Por mucho que en la Isla se trate de ocultar esa verdad de Perogrullo, la tendencia se ha extendido con fuerza y amplitud fuera de las fronteras capitalinas para abarcar a todo el país y tienen en la cultura su manifestación principal porque usan a su conveniencia el potencial de socialización que ella les brinda.

Lo que antes se circunscribía a escasos y pequeños espacios, se ha extendido hasta los más recónditos barrios y en cuánto lugar público les brinde acceso o acogida, como conciertos, presentaciones, estadios, discotecas, escuelas, parques, calles.
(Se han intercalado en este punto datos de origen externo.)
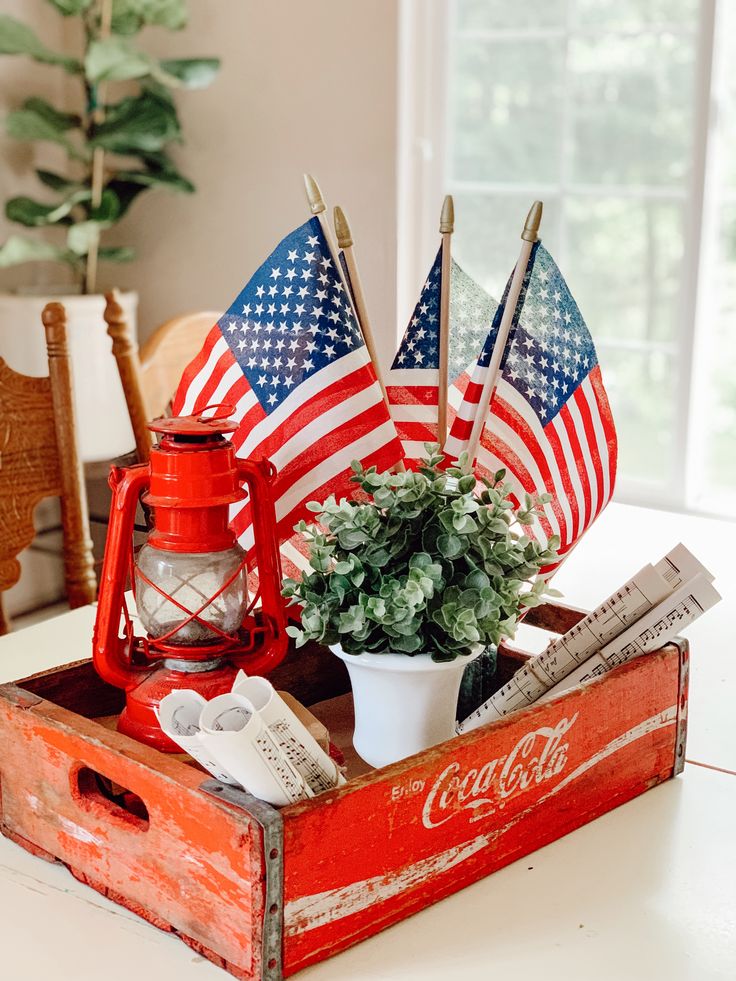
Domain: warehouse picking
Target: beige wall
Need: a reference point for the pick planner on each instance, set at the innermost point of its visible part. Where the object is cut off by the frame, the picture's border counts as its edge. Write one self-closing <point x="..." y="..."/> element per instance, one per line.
<point x="305" y="86"/>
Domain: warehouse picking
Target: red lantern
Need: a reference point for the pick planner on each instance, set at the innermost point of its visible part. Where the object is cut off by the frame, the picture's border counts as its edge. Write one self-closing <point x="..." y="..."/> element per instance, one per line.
<point x="190" y="577"/>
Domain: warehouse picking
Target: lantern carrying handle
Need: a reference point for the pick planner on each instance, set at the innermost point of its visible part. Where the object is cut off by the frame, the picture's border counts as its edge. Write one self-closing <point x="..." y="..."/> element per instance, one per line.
<point x="257" y="475"/>
<point x="110" y="651"/>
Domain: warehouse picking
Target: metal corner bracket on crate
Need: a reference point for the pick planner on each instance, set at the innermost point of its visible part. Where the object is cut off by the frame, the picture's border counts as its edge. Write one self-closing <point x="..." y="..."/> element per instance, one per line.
<point x="270" y="821"/>
<point x="269" y="892"/>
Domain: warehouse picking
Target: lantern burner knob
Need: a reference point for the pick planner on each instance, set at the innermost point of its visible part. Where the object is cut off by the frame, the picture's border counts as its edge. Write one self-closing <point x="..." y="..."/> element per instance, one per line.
<point x="196" y="428"/>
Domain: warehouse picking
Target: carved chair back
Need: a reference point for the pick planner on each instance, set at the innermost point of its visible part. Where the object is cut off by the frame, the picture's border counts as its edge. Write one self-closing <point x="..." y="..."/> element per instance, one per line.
<point x="150" y="379"/>
<point x="39" y="459"/>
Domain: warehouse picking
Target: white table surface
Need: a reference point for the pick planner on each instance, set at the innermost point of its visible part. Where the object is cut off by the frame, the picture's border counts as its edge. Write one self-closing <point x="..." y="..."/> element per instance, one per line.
<point x="645" y="892"/>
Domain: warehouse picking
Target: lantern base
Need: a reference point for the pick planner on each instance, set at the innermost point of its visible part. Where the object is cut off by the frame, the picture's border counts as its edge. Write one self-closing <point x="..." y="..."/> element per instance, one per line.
<point x="139" y="717"/>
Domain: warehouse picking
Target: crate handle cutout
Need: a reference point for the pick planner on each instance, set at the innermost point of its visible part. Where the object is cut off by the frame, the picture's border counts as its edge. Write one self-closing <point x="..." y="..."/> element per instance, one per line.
<point x="99" y="794"/>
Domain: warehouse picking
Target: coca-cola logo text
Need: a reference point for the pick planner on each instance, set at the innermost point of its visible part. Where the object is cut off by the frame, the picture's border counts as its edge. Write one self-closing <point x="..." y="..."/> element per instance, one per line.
<point x="538" y="756"/>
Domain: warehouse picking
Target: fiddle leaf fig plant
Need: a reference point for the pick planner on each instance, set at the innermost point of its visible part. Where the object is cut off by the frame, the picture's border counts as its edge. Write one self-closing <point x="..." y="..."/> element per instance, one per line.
<point x="116" y="140"/>
<point x="422" y="562"/>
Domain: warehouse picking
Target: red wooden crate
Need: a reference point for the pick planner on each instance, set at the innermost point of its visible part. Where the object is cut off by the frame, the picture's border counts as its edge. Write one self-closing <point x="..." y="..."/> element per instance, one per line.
<point x="263" y="892"/>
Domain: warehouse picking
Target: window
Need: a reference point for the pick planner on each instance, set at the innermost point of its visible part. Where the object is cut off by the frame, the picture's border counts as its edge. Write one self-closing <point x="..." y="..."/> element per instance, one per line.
<point x="621" y="116"/>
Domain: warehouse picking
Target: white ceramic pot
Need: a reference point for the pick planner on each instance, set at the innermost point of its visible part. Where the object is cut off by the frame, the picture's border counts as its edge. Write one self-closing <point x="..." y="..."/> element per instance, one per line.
<point x="103" y="424"/>
<point x="402" y="704"/>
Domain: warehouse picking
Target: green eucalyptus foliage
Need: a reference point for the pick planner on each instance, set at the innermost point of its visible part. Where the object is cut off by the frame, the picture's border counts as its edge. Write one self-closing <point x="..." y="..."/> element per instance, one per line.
<point x="419" y="563"/>
<point x="138" y="125"/>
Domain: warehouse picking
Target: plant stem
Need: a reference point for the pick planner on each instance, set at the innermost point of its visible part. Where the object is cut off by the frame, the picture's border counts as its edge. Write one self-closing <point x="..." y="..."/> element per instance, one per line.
<point x="97" y="173"/>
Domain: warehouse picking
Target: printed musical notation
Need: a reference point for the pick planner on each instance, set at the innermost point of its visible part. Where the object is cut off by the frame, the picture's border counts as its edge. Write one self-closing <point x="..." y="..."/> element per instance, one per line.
<point x="575" y="654"/>
<point x="251" y="738"/>
<point x="688" y="602"/>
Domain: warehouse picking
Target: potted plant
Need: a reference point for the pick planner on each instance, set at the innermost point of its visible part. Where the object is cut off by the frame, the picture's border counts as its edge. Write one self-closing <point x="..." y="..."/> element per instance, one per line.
<point x="116" y="140"/>
<point x="408" y="583"/>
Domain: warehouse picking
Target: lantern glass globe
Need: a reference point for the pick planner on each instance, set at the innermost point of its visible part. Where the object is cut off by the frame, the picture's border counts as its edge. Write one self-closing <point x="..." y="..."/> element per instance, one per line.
<point x="192" y="579"/>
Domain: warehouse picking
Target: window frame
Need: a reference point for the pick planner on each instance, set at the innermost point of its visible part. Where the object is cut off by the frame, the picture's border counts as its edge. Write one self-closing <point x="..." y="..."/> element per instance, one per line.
<point x="423" y="176"/>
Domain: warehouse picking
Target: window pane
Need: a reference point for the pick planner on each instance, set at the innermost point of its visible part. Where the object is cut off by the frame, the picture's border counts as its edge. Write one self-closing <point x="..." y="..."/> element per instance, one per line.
<point x="720" y="462"/>
<point x="624" y="265"/>
<point x="630" y="14"/>
<point x="493" y="14"/>
<point x="487" y="234"/>
<point x="632" y="108"/>
<point x="641" y="389"/>
<point x="502" y="127"/>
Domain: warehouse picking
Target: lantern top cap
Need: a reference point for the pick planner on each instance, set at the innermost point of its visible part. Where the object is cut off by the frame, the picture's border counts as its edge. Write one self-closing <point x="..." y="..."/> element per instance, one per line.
<point x="197" y="425"/>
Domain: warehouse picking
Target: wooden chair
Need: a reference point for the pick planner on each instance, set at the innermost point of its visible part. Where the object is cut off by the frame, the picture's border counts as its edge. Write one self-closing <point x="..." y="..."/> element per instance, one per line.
<point x="38" y="459"/>
<point x="150" y="379"/>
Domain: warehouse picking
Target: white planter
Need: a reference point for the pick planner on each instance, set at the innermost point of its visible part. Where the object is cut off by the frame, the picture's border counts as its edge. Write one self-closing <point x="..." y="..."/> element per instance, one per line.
<point x="402" y="704"/>
<point x="103" y="424"/>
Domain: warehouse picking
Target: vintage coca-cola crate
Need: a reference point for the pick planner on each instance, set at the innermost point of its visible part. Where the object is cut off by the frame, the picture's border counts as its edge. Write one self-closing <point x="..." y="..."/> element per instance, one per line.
<point x="264" y="892"/>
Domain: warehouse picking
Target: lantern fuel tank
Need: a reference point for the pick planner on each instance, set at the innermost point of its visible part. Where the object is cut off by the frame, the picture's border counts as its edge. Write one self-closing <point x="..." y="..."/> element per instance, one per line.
<point x="194" y="624"/>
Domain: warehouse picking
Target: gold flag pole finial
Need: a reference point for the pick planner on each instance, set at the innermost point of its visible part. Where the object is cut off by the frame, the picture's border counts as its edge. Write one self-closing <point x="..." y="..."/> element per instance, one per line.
<point x="314" y="195"/>
<point x="447" y="217"/>
<point x="342" y="229"/>
<point x="529" y="236"/>
<point x="532" y="223"/>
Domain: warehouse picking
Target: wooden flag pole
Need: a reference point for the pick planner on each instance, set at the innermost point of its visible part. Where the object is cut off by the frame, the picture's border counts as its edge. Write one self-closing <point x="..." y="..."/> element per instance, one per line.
<point x="529" y="237"/>
<point x="345" y="242"/>
<point x="447" y="226"/>
<point x="355" y="295"/>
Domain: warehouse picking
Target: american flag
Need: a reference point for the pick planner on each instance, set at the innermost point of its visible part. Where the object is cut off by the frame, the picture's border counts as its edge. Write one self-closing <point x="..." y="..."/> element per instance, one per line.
<point x="289" y="357"/>
<point x="413" y="382"/>
<point x="550" y="424"/>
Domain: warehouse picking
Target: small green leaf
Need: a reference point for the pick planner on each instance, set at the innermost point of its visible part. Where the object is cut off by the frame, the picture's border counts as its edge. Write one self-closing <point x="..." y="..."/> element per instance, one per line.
<point x="32" y="213"/>
<point x="17" y="38"/>
<point x="17" y="250"/>
<point x="82" y="236"/>
<point x="129" y="16"/>
<point x="56" y="182"/>
<point x="191" y="73"/>
<point x="28" y="123"/>
<point x="142" y="123"/>
<point x="115" y="60"/>
<point x="70" y="8"/>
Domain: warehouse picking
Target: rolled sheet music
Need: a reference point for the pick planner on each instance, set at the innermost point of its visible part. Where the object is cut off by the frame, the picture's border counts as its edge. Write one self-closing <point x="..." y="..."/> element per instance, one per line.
<point x="234" y="733"/>
<point x="656" y="628"/>
<point x="179" y="716"/>
<point x="298" y="745"/>
<point x="565" y="654"/>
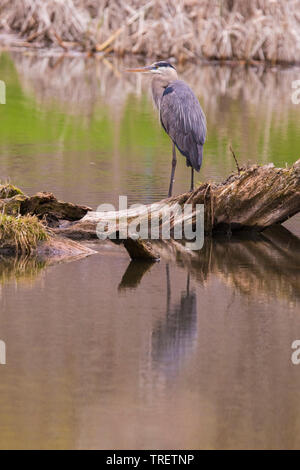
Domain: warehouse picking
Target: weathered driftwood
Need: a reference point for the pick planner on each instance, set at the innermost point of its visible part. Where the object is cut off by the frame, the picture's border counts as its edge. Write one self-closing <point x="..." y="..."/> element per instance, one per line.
<point x="253" y="199"/>
<point x="44" y="205"/>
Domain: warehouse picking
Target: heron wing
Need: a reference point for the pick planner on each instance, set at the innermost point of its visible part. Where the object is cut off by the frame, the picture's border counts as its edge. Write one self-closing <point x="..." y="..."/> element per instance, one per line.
<point x="183" y="119"/>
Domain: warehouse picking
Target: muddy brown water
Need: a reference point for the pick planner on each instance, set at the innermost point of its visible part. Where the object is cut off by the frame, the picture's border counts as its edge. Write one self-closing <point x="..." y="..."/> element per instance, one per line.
<point x="191" y="352"/>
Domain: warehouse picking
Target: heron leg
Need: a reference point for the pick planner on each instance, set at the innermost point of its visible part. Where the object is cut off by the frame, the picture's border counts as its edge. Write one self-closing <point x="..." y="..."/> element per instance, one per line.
<point x="174" y="161"/>
<point x="192" y="180"/>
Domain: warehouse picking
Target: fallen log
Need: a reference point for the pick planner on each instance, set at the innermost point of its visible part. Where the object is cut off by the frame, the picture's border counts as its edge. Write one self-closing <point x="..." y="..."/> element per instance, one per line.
<point x="252" y="199"/>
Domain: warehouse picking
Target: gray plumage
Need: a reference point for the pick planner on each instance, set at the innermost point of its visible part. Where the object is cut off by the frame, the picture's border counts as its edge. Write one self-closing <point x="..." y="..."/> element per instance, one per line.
<point x="180" y="114"/>
<point x="183" y="119"/>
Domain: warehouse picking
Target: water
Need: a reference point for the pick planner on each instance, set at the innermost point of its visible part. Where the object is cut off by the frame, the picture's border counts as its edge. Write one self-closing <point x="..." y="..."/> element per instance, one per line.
<point x="191" y="352"/>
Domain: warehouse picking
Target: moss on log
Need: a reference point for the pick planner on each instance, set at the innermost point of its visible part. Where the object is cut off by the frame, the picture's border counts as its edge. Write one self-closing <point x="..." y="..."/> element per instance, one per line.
<point x="252" y="199"/>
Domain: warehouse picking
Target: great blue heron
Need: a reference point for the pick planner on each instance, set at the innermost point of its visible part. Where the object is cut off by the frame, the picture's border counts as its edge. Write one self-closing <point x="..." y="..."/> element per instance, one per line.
<point x="180" y="115"/>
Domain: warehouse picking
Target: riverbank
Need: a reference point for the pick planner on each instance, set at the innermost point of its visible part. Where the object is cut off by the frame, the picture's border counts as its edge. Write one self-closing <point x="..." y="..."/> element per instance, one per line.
<point x="264" y="30"/>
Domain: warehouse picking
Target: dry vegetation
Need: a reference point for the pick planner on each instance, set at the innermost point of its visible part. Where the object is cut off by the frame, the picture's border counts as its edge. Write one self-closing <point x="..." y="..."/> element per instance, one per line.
<point x="267" y="30"/>
<point x="22" y="233"/>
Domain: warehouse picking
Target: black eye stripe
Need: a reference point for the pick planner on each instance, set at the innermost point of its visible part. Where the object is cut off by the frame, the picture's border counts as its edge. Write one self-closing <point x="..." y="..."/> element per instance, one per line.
<point x="163" y="64"/>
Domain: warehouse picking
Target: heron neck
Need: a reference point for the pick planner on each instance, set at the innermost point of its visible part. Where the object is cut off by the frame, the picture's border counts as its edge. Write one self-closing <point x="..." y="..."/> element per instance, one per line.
<point x="159" y="84"/>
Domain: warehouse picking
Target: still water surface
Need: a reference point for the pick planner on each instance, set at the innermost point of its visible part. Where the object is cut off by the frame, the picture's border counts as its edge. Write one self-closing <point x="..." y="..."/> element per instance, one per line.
<point x="191" y="352"/>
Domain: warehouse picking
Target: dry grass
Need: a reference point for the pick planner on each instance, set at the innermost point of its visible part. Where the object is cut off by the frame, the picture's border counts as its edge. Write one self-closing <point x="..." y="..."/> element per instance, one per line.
<point x="21" y="234"/>
<point x="267" y="30"/>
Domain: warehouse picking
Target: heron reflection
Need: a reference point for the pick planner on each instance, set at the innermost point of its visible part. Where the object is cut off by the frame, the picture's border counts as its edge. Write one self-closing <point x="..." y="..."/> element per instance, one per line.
<point x="175" y="335"/>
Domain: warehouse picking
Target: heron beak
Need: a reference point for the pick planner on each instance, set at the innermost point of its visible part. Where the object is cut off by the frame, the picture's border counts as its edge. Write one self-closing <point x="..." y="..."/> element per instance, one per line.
<point x="141" y="69"/>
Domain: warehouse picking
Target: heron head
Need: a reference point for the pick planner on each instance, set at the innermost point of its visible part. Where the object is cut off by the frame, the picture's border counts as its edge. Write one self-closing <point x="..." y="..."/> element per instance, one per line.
<point x="162" y="68"/>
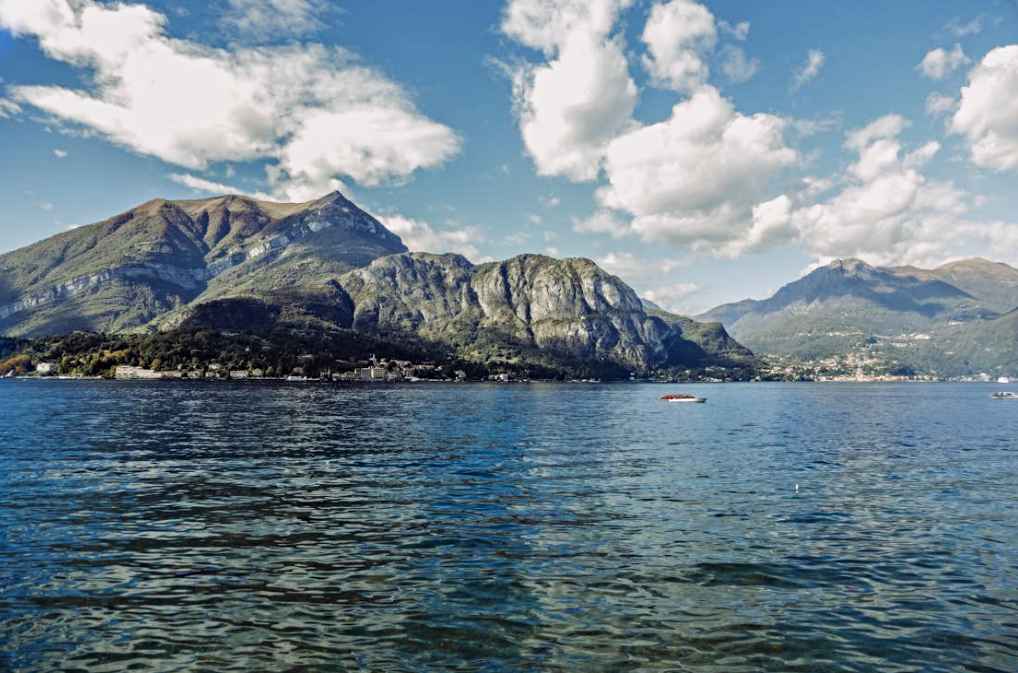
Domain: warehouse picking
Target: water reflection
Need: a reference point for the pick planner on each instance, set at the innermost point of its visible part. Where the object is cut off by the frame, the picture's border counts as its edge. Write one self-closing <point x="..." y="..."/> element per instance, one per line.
<point x="504" y="528"/>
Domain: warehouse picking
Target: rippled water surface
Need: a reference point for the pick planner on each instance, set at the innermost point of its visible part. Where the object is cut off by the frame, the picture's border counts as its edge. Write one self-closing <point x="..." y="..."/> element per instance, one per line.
<point x="432" y="527"/>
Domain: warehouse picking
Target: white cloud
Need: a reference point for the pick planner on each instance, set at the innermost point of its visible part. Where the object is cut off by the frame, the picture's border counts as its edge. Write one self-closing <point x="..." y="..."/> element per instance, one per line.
<point x="887" y="127"/>
<point x="646" y="276"/>
<point x="602" y="222"/>
<point x="678" y="35"/>
<point x="631" y="268"/>
<point x="987" y="112"/>
<point x="939" y="63"/>
<point x="420" y="236"/>
<point x="939" y="104"/>
<point x="771" y="226"/>
<point x="809" y="69"/>
<point x="8" y="108"/>
<point x="672" y="297"/>
<point x="272" y="18"/>
<point x="571" y="106"/>
<point x="210" y="186"/>
<point x="518" y="238"/>
<point x="312" y="110"/>
<point x="737" y="66"/>
<point x="695" y="177"/>
<point x="963" y="30"/>
<point x="739" y="31"/>
<point x="888" y="212"/>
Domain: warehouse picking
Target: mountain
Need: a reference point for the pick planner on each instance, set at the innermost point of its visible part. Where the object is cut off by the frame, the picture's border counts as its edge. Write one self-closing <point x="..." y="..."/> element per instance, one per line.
<point x="125" y="271"/>
<point x="995" y="284"/>
<point x="951" y="320"/>
<point x="234" y="264"/>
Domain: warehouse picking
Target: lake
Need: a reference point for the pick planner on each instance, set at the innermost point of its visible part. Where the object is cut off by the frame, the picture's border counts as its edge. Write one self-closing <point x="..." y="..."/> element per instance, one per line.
<point x="251" y="526"/>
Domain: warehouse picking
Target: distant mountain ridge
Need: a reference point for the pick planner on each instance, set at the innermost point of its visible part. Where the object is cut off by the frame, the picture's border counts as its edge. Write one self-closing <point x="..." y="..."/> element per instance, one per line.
<point x="930" y="319"/>
<point x="233" y="263"/>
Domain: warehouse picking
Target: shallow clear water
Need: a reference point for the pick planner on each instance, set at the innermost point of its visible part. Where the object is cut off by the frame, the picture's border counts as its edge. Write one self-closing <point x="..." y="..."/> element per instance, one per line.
<point x="432" y="527"/>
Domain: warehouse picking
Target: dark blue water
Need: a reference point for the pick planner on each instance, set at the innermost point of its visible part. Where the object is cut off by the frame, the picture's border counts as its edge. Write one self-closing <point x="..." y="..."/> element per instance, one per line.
<point x="160" y="526"/>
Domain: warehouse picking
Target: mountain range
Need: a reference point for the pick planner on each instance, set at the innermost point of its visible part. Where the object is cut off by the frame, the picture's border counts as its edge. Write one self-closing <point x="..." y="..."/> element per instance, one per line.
<point x="234" y="263"/>
<point x="957" y="319"/>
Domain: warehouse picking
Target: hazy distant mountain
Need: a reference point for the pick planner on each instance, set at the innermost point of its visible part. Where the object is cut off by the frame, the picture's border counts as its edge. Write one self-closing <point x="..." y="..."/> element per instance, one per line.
<point x="994" y="284"/>
<point x="238" y="264"/>
<point x="953" y="319"/>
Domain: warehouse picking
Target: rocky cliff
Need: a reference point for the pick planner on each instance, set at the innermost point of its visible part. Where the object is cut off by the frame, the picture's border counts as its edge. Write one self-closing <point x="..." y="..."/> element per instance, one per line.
<point x="241" y="265"/>
<point x="570" y="307"/>
<point x="125" y="271"/>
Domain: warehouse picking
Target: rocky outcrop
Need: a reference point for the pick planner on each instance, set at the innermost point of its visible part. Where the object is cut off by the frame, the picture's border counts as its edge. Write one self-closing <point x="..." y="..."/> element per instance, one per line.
<point x="164" y="255"/>
<point x="568" y="306"/>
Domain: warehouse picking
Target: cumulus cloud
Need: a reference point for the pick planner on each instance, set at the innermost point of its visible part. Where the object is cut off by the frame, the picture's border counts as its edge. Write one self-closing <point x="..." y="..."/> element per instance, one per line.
<point x="572" y="105"/>
<point x="888" y="212"/>
<point x="960" y="29"/>
<point x="645" y="275"/>
<point x="628" y="266"/>
<point x="695" y="177"/>
<point x="602" y="222"/>
<point x="273" y="18"/>
<point x="809" y="69"/>
<point x="8" y="108"/>
<point x="314" y="112"/>
<point x="939" y="104"/>
<point x="987" y="111"/>
<point x="737" y="66"/>
<point x="678" y="35"/>
<point x="738" y="31"/>
<point x="672" y="297"/>
<point x="939" y="63"/>
<point x="420" y="236"/>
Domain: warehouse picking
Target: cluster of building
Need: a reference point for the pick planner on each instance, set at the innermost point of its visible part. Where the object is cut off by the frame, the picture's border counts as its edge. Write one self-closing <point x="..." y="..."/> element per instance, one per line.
<point x="376" y="371"/>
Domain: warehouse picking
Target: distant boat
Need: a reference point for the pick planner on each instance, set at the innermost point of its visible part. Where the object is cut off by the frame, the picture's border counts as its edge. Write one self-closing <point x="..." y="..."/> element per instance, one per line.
<point x="682" y="397"/>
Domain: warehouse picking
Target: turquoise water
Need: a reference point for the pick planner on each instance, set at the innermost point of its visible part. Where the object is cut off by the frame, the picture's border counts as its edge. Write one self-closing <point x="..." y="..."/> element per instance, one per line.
<point x="169" y="526"/>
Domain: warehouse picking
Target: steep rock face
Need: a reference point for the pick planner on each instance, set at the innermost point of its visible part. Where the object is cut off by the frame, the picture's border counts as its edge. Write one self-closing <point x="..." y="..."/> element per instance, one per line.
<point x="157" y="258"/>
<point x="568" y="306"/>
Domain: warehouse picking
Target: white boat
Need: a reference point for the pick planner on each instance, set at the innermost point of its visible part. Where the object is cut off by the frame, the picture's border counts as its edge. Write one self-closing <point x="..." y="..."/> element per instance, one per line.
<point x="682" y="397"/>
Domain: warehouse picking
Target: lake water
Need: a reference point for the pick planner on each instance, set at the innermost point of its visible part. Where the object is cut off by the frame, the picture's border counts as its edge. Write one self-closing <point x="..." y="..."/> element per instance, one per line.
<point x="427" y="527"/>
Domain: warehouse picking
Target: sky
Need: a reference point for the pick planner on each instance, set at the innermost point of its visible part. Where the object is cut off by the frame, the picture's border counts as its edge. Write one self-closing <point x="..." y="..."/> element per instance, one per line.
<point x="704" y="152"/>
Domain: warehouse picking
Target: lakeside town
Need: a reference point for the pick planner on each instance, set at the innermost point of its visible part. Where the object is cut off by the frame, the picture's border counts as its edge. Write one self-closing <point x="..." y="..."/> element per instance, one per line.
<point x="846" y="369"/>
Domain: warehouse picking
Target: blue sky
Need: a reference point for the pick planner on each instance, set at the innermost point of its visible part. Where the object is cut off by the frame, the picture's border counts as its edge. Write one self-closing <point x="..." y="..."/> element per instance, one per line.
<point x="703" y="151"/>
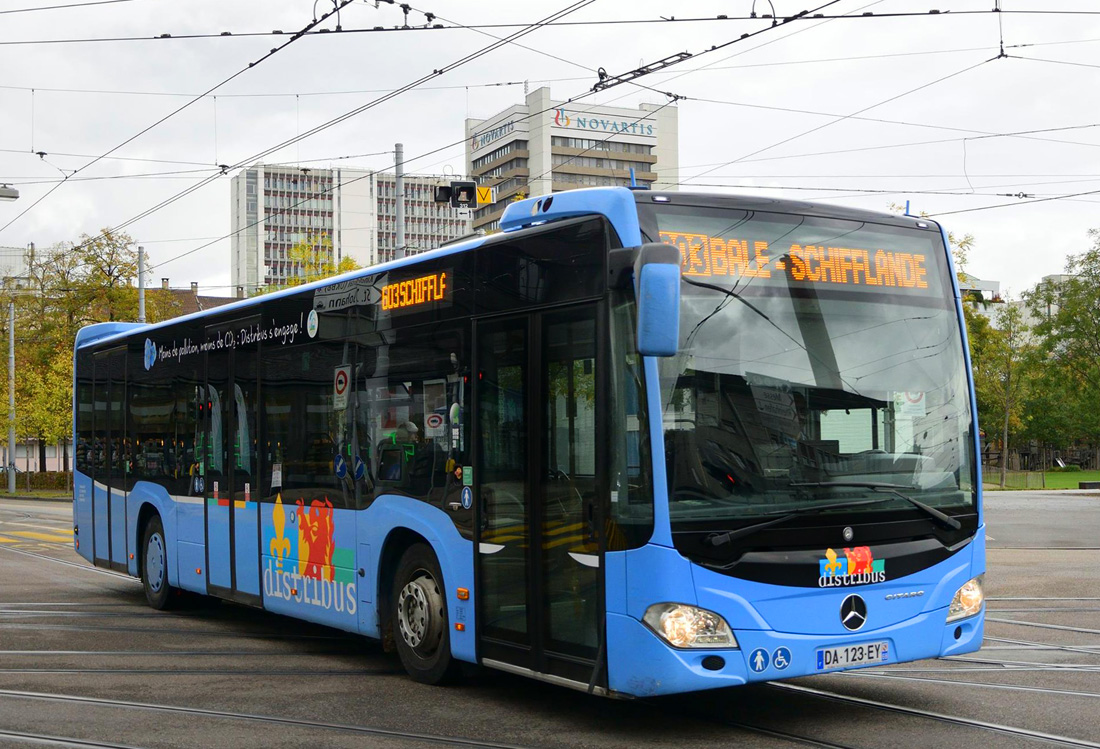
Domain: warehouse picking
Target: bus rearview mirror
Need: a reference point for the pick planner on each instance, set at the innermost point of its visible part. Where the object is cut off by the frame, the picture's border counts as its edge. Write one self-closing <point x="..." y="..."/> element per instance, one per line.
<point x="657" y="288"/>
Es difícil de reconocer por las instituciones oficiales, que mientras abogan por enfoques tradicionalistas de rescate de la cultura nacional y pregonan la unidad de los intelectuales y artistas, entre las más nuevas generaciones crece la oposición a la cultura dominante, y cientos y cientos de jóvenes que comparten idéntica afición por distintos géneros y estilos de la llamada música popular urbana, ya no se ocultan para demostrarlo.

En el contexto cubano se llegó en determinado momento al análisis de cómo combatir esas manifestaciones y se elaboraron políticas para acercar a los miembros de las “tribus” al redil institucional, intentos fallidos que no sobrevivieron a las realidades económico-sociales, que actuaron como detonador y multiplicador de esas actitudes.

De tal manera a los conocidos raperos, rastas, motoras, tecnos, roqueros (divididos en hardcores, heavies, punkies, siniestros y black metaleros), se sumaron emos, frikis, mikis y repas. Cada una de ellas muestra una variada gama de gustos, valores, actitudes, identidades y ritos.

Sin embargo, todas tienen en común la atracción por un tipo determinado de vestimentas y peinados, el vitalismo rebelde, la automarginación de la sociedad hegemónica y lo oficial, así como la proclamación de lo colectivo sobre lo individual.

Además, todos delimitan un territorio como elemento distintivo de su identidad, que les permite crear una frontera en la que el mundo se delimita, concibe y vive como dentro y fuera. No esconden su identidad, sino que la exhiben como bandera y signo de comunicación, como elemento de choque con la sociedad, y en estos momentos llegan a manifestaciones tales de protección de sus identidades que llegan a luchar por ellas, moviéndose a veces entre márgenes que rozan con la delincuencia común.

A diferencia de lo que sucede en otras partes del mundo, las “tribus cubanas” y sus símbolos de protesta no siempre tienen la intención de ir en contra de la obligación de la buena apariencia, como es el caso de los mikis y los repas, sino que por el contrario esas formas los identifican, pero sí mantienen otros comunes como tatuajes, dreadlocks y piercing.

La separación de las “tribus urbanas” del contexto del movimiento underground es inconcebible, sus miembros alimentan y dan vida a las manifestaciones artísticas que nutren a la existencia misma de la cultura hip hop, al rock y a otras muchas tendencias culturales en la Isla. Sus miembros son a la vez quienes las desarrollan y mantienen vivas.

Ellos son la punta del iceberg que guarda a miles de jóvenes, que a lo largo y ancho del país, de forma independiente, se rebelan contra los cánones establecidos y aportan mucho con valentía y talento a la cultura underground, que para el sistema parece no existir, pero late, convive y se afianza para ganar y consolidar el lugar que se merece.